Marketing Guide #2: Markets are always people so market segments always consist of different groups of people.
Extension: Your firm and your competitors do not make up the market; you serve the market.
It’s not often in marketing that one speaks in absolutes and uses the word “always”, but I can’t think of an exception to this marketing guide … markets are always people.
What about business-to-business you ask? I may be stretching the guide a little. Yes, the prospective businesses for a given product or service constitute the marketing. However, in those businesses people make the decision on which brands to buy. A characteristic of business-to-business marketing is multiple buying influence which means that several people often are involved in the purchasing process. Thus. I’ll argue that even in B2B categories people make up the market.

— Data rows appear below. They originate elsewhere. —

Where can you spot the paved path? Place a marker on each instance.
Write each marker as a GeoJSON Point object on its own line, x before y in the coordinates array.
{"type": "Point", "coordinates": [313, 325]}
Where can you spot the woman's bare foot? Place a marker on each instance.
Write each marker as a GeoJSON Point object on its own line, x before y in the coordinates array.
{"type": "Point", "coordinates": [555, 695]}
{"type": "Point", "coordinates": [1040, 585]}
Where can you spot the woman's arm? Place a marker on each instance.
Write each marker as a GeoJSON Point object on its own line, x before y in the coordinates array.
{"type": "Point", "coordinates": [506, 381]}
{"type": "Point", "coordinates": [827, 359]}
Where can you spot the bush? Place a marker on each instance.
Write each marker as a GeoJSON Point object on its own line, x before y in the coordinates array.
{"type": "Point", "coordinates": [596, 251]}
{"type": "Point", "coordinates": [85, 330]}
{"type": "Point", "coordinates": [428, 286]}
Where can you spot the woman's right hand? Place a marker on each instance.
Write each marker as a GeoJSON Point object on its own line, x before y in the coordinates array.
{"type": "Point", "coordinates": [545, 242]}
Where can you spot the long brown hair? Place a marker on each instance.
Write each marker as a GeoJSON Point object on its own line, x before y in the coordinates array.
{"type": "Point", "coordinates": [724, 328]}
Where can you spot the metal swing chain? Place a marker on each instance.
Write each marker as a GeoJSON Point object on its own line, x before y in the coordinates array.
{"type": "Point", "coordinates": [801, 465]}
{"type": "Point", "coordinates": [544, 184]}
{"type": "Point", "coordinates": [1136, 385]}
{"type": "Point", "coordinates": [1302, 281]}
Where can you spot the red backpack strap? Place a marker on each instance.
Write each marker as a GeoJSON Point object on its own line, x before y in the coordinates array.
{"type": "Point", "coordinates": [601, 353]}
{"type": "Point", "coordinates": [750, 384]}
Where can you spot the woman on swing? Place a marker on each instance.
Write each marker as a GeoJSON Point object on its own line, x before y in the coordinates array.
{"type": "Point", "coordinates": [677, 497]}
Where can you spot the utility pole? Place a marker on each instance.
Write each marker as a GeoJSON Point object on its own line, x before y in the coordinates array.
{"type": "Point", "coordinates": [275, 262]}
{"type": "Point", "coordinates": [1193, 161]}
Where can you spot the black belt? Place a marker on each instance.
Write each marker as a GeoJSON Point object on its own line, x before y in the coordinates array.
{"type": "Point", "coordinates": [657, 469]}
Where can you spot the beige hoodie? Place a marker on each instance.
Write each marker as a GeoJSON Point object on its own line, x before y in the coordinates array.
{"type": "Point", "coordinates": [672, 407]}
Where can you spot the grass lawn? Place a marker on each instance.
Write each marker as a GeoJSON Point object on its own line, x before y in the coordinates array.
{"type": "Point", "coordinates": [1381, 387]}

Marketing textbooks tells us that businesses tend to have one or a combination of three orientations. (1) A business may be product oriented where it is believed that product features and product quality are the keys to long term business success. (2) It may be sales oriented where the belief is that profit stems from the firm’s ability to sell product. (3) A marketing oriented firm believes that its mission is to create value for its customers. If they are successful in creating value, customers will purchase their brand. It’s the customers purchasing the brand that drives the business; sales and profits are the result of customer purchases. Some firms demonstrate one of these three orientations. Technology firms tend to be product oriented. Some firms are dominated by their sales organization. Some other firms may demonstrate all of these orientations. The R&D and manufacturing groups are product oriented; the sales organization is sales oriented; and the marketing group is marketing oriented.

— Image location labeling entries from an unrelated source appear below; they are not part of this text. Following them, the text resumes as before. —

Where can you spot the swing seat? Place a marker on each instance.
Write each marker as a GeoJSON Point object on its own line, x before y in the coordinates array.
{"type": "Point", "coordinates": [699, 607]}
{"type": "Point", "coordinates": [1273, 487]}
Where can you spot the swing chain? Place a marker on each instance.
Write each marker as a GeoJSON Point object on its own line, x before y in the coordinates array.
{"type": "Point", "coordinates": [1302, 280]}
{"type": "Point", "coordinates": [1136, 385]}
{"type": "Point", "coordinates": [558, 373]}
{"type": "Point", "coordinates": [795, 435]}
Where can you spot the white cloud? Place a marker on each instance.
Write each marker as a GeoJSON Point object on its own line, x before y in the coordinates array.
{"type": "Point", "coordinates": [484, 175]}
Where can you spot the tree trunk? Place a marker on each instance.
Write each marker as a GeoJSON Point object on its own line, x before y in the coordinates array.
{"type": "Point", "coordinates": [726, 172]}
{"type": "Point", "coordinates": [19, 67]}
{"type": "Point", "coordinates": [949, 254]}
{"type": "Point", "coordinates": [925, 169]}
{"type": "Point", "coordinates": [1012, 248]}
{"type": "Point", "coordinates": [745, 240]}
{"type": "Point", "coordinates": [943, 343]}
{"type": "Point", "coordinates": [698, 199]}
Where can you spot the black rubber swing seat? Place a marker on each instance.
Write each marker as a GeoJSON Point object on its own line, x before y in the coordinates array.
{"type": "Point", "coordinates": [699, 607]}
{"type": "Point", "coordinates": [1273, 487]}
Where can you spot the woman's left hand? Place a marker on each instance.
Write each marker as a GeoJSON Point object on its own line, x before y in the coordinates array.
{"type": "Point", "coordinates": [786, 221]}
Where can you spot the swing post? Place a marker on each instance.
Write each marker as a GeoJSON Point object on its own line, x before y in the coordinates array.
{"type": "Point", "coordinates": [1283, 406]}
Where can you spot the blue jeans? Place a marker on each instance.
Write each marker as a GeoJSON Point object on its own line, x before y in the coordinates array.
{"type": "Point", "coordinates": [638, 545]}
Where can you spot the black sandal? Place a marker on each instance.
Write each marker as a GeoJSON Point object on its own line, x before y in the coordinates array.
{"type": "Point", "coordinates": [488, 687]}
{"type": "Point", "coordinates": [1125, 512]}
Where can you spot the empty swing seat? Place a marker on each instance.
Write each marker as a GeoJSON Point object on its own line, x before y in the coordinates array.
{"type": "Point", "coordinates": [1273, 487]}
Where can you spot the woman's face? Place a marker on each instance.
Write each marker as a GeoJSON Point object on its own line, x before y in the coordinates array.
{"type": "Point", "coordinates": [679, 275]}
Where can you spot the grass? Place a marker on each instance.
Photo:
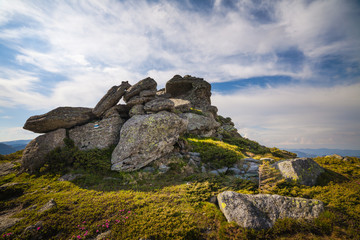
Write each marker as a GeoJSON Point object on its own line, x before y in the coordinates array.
{"type": "Point", "coordinates": [172, 205]}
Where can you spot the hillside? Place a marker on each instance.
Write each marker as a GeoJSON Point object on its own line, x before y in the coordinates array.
{"type": "Point", "coordinates": [177, 204]}
{"type": "Point", "coordinates": [165, 165]}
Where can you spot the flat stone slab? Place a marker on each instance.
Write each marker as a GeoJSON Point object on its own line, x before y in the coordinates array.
{"type": "Point", "coordinates": [262, 210]}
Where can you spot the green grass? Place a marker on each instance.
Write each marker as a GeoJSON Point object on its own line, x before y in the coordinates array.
{"type": "Point", "coordinates": [172, 205]}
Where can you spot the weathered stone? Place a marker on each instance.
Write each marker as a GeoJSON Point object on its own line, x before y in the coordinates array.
{"type": "Point", "coordinates": [303, 170]}
{"type": "Point", "coordinates": [159, 104]}
{"type": "Point", "coordinates": [148, 93]}
{"type": "Point", "coordinates": [101, 134]}
{"type": "Point", "coordinates": [111, 98]}
{"type": "Point", "coordinates": [262, 210]}
{"type": "Point", "coordinates": [12, 190]}
{"type": "Point", "coordinates": [181, 104]}
{"type": "Point", "coordinates": [49, 205]}
{"type": "Point", "coordinates": [219, 171]}
{"type": "Point", "coordinates": [213, 110]}
{"type": "Point", "coordinates": [121, 109]}
{"type": "Point", "coordinates": [145, 84]}
{"type": "Point", "coordinates": [196, 90]}
{"type": "Point", "coordinates": [137, 100]}
{"type": "Point", "coordinates": [137, 110]}
{"type": "Point", "coordinates": [145, 138]}
{"type": "Point", "coordinates": [204, 126]}
{"type": "Point", "coordinates": [7, 221]}
{"type": "Point", "coordinates": [162, 93]}
{"type": "Point", "coordinates": [61, 117]}
{"type": "Point", "coordinates": [34, 154]}
{"type": "Point", "coordinates": [69, 177]}
{"type": "Point", "coordinates": [6, 168]}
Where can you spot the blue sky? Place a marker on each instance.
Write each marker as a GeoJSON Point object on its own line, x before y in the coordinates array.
{"type": "Point", "coordinates": [286, 72]}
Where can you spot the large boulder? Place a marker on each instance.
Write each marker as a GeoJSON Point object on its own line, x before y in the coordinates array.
{"type": "Point", "coordinates": [145, 138]}
{"type": "Point", "coordinates": [303, 170]}
{"type": "Point", "coordinates": [101, 134]}
{"type": "Point", "coordinates": [158, 105]}
{"type": "Point", "coordinates": [203, 125]}
{"type": "Point", "coordinates": [262, 210]}
{"type": "Point", "coordinates": [196, 90]}
{"type": "Point", "coordinates": [137, 100]}
{"type": "Point", "coordinates": [61, 117]}
{"type": "Point", "coordinates": [111, 98]}
{"type": "Point", "coordinates": [145, 84]}
{"type": "Point", "coordinates": [34, 154]}
{"type": "Point", "coordinates": [121, 109]}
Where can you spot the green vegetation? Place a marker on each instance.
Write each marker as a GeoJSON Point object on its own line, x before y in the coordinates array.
{"type": "Point", "coordinates": [216, 153]}
{"type": "Point", "coordinates": [269, 178]}
{"type": "Point", "coordinates": [171, 205]}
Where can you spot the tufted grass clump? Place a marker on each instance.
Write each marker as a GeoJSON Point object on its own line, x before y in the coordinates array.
{"type": "Point", "coordinates": [216, 153]}
{"type": "Point", "coordinates": [171, 205]}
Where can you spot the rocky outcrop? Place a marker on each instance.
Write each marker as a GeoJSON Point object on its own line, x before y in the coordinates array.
{"type": "Point", "coordinates": [262, 210]}
{"type": "Point", "coordinates": [121, 109]}
{"type": "Point", "coordinates": [100, 134]}
{"type": "Point", "coordinates": [137, 110]}
{"type": "Point", "coordinates": [145, 84]}
{"type": "Point", "coordinates": [181, 104]}
{"type": "Point", "coordinates": [34, 154]}
{"type": "Point", "coordinates": [202, 125]}
{"type": "Point", "coordinates": [111, 98]}
{"type": "Point", "coordinates": [159, 104]}
{"type": "Point", "coordinates": [137, 100]}
{"type": "Point", "coordinates": [144, 138]}
{"type": "Point", "coordinates": [61, 117]}
{"type": "Point", "coordinates": [196, 90]}
{"type": "Point", "coordinates": [303, 170]}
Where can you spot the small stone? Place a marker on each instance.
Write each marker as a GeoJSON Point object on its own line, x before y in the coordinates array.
{"type": "Point", "coordinates": [235, 171]}
{"type": "Point", "coordinates": [111, 98]}
{"type": "Point", "coordinates": [137, 100]}
{"type": "Point", "coordinates": [164, 168]}
{"type": "Point", "coordinates": [145, 84]}
{"type": "Point", "coordinates": [137, 110]}
{"type": "Point", "coordinates": [147, 93]}
{"type": "Point", "coordinates": [70, 177]}
{"type": "Point", "coordinates": [48, 206]}
{"type": "Point", "coordinates": [159, 104]}
{"type": "Point", "coordinates": [61, 117]}
{"type": "Point", "coordinates": [181, 104]}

I mention these three business orientations because while marketing oriented firms understand that markets are made up of people, product oriented and sales oriented firms often fall into a trap.
Product oriented firms often define the market by the varieties of products that make up their product category. Probably the worst offender of this marketing guide is the automobile industry. They constantly refer to the SUV segment, the sport compact segment, the near luxury segment, etc. Thinking that the products you offer each appeal to a different and unique group of consumers will lead your marketing astray. Marketers in almost all product categories like to group their products into logical groupings. This, however, is the marketer’s view of the product category; not the customer’s view of the product category.
Sales oriented firms often define the market as themselves and their competitors. You will find charts and graphs of competitor characteristics such as their product assortments, their customer base, their sales actions, etc. This over-focus on one’s competitors by a sales dominated organization is understandable. The salesperson makes a call on a customer; and as he/she walks into the customer’s place of business, the competitor’s salesperson is walking out. Their view of the world is that business is a battle with the objective being to defeat the competitor.
The problem with defining markets as products or competitors is that these definitions cause marketers to lose their focus. Marketers’ primary mission is to create value for their target customers, and marketers’ focus should be on their target customers. Yes, marketers need to be knowledgeable about the varieties of products in their category. And yes, they need to know what their competitors are doing. But their focus needs to be on their target customers.
In almost all marketing-decision making, start with your target customer and work backwards to your market offering. Follow this approach, and you’ll be a good marketer regardless of your background.